Videotape testimony of Toman B., who was born in Prague, Czechoslovakia, in 1929. A distinguished Czech historian, Mr. B. speaks of his childhood in a well-to-do, assimilated family; his strong Czech patriotism; collecting money in school for national defense; his father's death on the eve of the Munich agreement; previously hidden antisemitism; humiliation at having to wear a star; and help from a Christian ex-servant when the family home was commandeered by Germans.

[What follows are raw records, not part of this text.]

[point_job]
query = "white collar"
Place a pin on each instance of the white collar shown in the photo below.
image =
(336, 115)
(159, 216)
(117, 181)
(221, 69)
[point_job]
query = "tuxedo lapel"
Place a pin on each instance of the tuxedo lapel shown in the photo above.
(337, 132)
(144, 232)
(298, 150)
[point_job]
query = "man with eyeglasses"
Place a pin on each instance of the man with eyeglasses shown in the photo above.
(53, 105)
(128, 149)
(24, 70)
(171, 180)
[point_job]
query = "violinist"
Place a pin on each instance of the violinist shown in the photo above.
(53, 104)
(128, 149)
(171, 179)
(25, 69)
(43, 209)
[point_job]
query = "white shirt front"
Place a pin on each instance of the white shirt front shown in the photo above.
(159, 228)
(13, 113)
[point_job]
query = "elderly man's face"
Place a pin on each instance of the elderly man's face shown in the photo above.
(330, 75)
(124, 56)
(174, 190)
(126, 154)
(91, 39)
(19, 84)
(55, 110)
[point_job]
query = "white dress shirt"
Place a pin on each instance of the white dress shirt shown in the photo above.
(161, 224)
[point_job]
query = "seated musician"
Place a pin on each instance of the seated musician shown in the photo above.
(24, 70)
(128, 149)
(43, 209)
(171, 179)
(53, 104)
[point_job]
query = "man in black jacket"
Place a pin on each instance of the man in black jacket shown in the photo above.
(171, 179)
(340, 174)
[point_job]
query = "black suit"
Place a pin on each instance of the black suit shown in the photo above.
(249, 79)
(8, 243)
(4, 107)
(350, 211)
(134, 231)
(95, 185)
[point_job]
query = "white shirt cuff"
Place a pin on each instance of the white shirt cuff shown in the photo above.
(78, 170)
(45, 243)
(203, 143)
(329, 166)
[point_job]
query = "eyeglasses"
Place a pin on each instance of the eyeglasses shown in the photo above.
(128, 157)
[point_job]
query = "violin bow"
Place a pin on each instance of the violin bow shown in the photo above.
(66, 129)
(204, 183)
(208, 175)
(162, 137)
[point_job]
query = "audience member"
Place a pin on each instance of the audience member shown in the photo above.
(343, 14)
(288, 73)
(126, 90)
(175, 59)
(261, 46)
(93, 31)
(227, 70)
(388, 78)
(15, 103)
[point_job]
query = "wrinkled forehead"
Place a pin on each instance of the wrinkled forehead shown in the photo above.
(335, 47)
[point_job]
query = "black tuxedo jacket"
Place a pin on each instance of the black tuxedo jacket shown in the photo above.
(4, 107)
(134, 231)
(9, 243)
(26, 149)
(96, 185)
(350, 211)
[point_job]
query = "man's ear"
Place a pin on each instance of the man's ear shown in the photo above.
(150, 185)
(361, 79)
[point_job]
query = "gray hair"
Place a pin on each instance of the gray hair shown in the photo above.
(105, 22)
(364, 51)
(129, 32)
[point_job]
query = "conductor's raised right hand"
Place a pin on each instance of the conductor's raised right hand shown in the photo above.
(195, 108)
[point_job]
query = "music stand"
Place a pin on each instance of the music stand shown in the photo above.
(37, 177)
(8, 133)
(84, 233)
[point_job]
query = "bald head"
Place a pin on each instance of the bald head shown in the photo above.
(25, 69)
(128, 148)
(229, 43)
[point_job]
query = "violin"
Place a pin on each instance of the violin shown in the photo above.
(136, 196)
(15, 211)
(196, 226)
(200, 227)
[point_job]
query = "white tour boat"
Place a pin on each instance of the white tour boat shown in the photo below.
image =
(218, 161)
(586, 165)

He relates deportation with his mother and brother to Theresienstadt in July 1942; organization and sociocultural life in the children's block; his mother's mastectomy; transport to Auschwitz in late 1943; liquidation of the family camp; his brother's selection for labor (he never saw him again); the killing of his mother in May 1944; witnessing women and children on line at the gas chambers; and transport to Gross Rosen in October 1944. He discusses near starvation; liberation; returning to Prague; hospitalization for tuberculosis; his postwar career as a historian; suffering official disfavor after the 1968 Soviet intervention; the communist government's collapse in 1989; and relations with his daughter.

Author/Creator
B., Toman, 1929-
Published
New Haven, Conn. : Fortunoff Video Archive for Holocaust Testimonies, 1991
Interview Date
April 8, 1991.
Locale
Czechoslovakia
Prague (Czech Republic)
Language
German
Copies
3 copies: 3/4 in. master; 3/4 in. dub; and 1/2 in. VHS with time coding.
Cite As
Toman B. Holocaust Testimony (HVT-1477). Fortunoff Video Archive for Holocaust Testimonies, Yale University Library.